Two brothers, both lawyers (cue stereotypes) rent 221B Baker Street, on the understanding that all letters addressed to the famous detective are saved. When one if the brothers opens a letter from a girl whose father has gone missing, a transatlantic adventure begins. 
I was so disappointed by this - as an initial concept it had so much potential but it quickly became clear that the author was using the Sherlock connection as a marketing opportunity rather than part of the plot. The lead characters were all very one dimensional and frankly unpleasant, and its pretty telling that a month after reading it, I can hardly remember a thing.

49. Jane Austen, Persuasion. 5/5.
After starting and stopping a couple of books, I decided to go back to an old favourite as a comfort read. Persuasion is probably my favourite of Austen's works, probably because it explores the characters and situation in so much more depth than some of her others - and because its hard not to feel her sadness and anger radiating off the pages. 
Anne Elliot, our heroine, a spinster at 27, was stopped from marrying Captain Wentworth by her father. Now that their house is bring rented out to his family, a reconnection is inevitable. 
The romance is really a side note in Persuasion, which is rather scathing in its critisicm of misplaced snobbery and the role of women in the upper middle classes. Accusations are frequently thrown that Austen only wrote about love and rich people but Persuasion dispels that myth. Numerous rereads later and I still love it.

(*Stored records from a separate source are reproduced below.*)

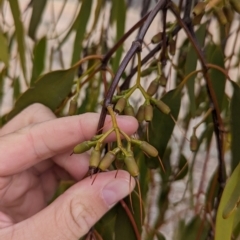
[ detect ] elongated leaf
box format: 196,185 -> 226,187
112,0 -> 126,72
72,0 -> 92,65
8,68 -> 75,119
210,46 -> 226,109
149,89 -> 181,158
231,82 -> 240,171
13,77 -> 21,99
179,216 -> 209,240
174,154 -> 188,181
9,0 -> 26,79
185,24 -> 206,116
31,37 -> 47,86
214,164 -> 240,240
0,31 -> 9,67
28,0 -> 47,40
87,0 -> 103,33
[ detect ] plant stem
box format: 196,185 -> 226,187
170,0 -> 226,217
97,0 -> 168,133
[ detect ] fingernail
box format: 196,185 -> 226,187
102,178 -> 132,207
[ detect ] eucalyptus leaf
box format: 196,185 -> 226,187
149,89 -> 181,158
28,0 -> 47,40
0,31 -> 9,67
230,82 -> 240,171
9,0 -> 26,79
184,24 -> 206,116
8,67 -> 76,120
30,37 -> 47,86
71,0 -> 92,65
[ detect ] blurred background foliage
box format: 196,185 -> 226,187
0,0 -> 240,240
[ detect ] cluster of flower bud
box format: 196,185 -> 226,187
73,135 -> 158,177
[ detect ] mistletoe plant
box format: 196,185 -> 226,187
0,0 -> 240,240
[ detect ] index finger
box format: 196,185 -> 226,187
0,113 -> 137,176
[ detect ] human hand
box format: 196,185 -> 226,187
0,104 -> 137,240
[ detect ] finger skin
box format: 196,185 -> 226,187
0,103 -> 56,136
0,113 -> 137,177
0,170 -> 135,240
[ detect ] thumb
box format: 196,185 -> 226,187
0,171 -> 135,240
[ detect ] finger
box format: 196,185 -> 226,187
0,113 -> 137,176
0,171 -> 135,240
0,103 -> 56,136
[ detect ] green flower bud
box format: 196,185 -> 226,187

50. Wilkie Collins, The Woman in White. 3/5.
After reading and enjoying a couple of 'classics' recently, I thought it was time to have a go at The Woman In White, which has been on my shelf but sadly neglected for at least ten years. I loved The Moonstone when I read it a few years ago but I was disappointed in The Woman In White. 
Walter Cartwright, a drawing tutor, is employed to teach two wealthy sisters - and on his way to Cumberland, makes the acquaintance of a woman on the run - dressed in white. Inevitably he falls in love with one of the sisters (not the dark haired sensible one. Oh no.)... And his banishment from the house is where the mystery begins. 
I don't know if its because I'm a bit immune to Victorian 'mystery' but I struggled with this in parts. It was long, overly so, and there were too many subplots to make the ending satisfying. The characters were, again, Victorian stereotypes, and I guessed the major twist about half way through. Not bad, but probably one of those classics where watching the BBC adaption will suffice. 

51. Helen Simonson, Major Pettigrew's Last Stand. 4/5.
I started reading this by accident after a case of mistaken identity, but found myself really enjoying it. It a gentle tale of a widower, the eponymous Pettigrew, and his everyday battles - with his obnoxious son, his angry sister in law, and his opinionated neighbours. Initially I wasn't convinced, I struggled to find anything likeable in the Major, but Simonson did a fantastic job of drawing his personality out as the tale went on, and he transformed from a snobbish and grumpy man into a principled and honest lead character. I found myself rooting for him as he befriended Mrs Ali, the widowed convenience store owner in his village, and as he supported her troubled family. 
A gentle but really lovely read, if a bit slow at times. It would lend itself to a cinematic portrayal well, and I wouldn't be surprised if it gets the Marigold Hotel treatment soon.